Subsequently, the STF had an opportunity to send a group of personnel to Israel to undergo training. The STF squad had been led by the then ASP, Upali Sahabandu. (An LTTE suicide bomber killed Sahabandu at Kalmunakudi on the afternoon of November 19, 1996. Sahabandu, then an SSP, was on his way from Batticaloa to Ampara). According to Lewke, the Jayewardenes had a close relationship with the then Israeli leadership, hence could seek unprecedented assistance without having to undergo unnecessary hassles. A case in point was Israel sending experts in VVIP security, immediately after the JVP made an attempt on the life of President JRJ in August 1987. The Israelis trained 60 STF personnel to provide security to President JRJ and his family.

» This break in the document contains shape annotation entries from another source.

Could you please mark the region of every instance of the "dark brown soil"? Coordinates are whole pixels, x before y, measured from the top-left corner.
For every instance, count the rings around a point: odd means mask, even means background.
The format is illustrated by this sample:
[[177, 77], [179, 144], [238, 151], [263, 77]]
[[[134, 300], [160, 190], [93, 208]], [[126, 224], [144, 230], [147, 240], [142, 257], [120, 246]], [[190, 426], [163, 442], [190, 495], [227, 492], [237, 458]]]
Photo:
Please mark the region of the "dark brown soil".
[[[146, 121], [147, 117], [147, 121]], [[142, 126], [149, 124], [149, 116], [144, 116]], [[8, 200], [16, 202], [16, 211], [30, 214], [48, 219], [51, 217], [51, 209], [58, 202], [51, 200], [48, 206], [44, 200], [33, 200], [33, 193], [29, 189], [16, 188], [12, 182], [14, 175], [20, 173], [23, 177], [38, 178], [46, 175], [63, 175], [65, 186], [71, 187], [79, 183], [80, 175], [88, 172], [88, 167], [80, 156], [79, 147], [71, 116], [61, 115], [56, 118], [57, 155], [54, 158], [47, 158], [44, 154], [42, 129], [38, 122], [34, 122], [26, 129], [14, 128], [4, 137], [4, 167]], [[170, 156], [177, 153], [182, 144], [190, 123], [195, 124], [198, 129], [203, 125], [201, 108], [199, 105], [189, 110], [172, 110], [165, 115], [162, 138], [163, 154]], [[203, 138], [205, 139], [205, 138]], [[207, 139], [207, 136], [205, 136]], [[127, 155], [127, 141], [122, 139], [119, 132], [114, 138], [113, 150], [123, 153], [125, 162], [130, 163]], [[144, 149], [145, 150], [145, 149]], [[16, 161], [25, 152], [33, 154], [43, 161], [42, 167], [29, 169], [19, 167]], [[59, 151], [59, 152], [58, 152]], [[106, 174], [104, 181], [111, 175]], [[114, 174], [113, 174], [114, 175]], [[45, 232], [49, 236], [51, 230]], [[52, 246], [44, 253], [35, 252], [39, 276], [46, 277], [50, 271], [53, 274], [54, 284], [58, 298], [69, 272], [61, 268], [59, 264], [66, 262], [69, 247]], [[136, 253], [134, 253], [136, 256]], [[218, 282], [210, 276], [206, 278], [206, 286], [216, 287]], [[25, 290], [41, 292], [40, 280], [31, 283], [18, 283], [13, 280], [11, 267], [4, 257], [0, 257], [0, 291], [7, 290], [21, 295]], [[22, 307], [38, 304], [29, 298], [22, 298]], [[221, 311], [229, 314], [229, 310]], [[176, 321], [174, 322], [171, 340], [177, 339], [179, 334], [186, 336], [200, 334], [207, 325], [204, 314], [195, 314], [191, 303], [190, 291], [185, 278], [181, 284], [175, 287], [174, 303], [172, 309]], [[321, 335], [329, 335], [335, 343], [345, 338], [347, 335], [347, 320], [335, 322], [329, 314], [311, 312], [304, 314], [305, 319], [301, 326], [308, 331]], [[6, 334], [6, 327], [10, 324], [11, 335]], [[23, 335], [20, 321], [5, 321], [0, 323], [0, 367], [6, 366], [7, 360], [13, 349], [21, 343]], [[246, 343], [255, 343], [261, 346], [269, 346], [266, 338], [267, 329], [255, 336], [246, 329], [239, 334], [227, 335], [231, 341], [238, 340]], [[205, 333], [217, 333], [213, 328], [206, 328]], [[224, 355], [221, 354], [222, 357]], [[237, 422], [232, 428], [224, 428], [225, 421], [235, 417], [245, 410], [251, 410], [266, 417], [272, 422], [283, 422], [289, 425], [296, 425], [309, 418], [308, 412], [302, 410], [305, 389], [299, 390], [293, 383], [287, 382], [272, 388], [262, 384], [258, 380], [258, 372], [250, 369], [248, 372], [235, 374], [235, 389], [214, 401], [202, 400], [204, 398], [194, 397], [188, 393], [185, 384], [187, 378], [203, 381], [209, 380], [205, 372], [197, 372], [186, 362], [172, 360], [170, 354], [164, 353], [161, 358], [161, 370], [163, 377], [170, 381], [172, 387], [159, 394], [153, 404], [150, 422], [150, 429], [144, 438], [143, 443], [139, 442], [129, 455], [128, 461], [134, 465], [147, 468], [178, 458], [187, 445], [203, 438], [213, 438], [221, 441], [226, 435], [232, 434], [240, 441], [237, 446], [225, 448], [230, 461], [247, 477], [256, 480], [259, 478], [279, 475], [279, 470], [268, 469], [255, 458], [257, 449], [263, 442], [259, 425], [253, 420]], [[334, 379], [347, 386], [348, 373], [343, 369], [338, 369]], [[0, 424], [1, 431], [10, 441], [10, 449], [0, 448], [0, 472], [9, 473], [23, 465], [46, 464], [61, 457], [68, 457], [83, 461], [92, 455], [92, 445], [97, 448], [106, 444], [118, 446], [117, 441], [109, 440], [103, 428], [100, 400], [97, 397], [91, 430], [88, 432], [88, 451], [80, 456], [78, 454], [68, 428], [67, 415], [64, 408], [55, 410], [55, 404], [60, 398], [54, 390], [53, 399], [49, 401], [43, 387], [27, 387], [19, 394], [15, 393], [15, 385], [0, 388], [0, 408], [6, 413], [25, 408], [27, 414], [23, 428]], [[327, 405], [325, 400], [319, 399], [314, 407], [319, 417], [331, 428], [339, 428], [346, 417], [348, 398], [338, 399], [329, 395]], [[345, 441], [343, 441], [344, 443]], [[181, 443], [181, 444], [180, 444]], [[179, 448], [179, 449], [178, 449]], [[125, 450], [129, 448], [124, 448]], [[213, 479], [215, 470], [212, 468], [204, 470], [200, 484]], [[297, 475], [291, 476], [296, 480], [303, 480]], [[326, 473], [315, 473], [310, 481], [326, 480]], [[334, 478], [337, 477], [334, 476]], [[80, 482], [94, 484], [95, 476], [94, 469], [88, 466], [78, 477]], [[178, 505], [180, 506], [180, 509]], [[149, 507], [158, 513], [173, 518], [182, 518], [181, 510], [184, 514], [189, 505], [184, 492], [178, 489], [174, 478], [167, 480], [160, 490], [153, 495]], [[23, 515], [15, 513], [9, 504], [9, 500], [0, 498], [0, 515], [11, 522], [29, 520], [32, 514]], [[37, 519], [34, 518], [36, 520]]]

Having the Pakistanis and Israeli to train personnel simultaneously and the employment of ex-British commandos attached to KMS as instructors wouldn’t have been an easy task. Some KMS personnel were with the Sri Lanka Air Force (SLAF). The relationship with Israel remained throughout the conflict except for the period when the then President Ranasinghe Premadasa terminated the contract with the Israelis. The President made his move in the wake of claims that terrorists, too, had received military training in Israel. President Premadasa played politics with the issue, believing it could help him entice the local Muslim community as well as Muslim countries.

But, it would be pertinent to mention that in 1991, Victor Ostrovsky, formerly of Israeli intelligence, alleged in his book, By Way of Deception that Mossad had brought many Tamils to Israel for training in 1984 and 1985. The Indian media quoted Ostrovsky as having said: "These groups kept coming and going. When I was in Mossad, it was part of our routine job to take them to training camps and make sure they got training worth what they paid for, no more and no less. The Sinhalese paid in cash." The ex-intelligence officer alleged that India’s premier intelligence agency, the Research and Analysis Wing (RAW) had facilitated the project.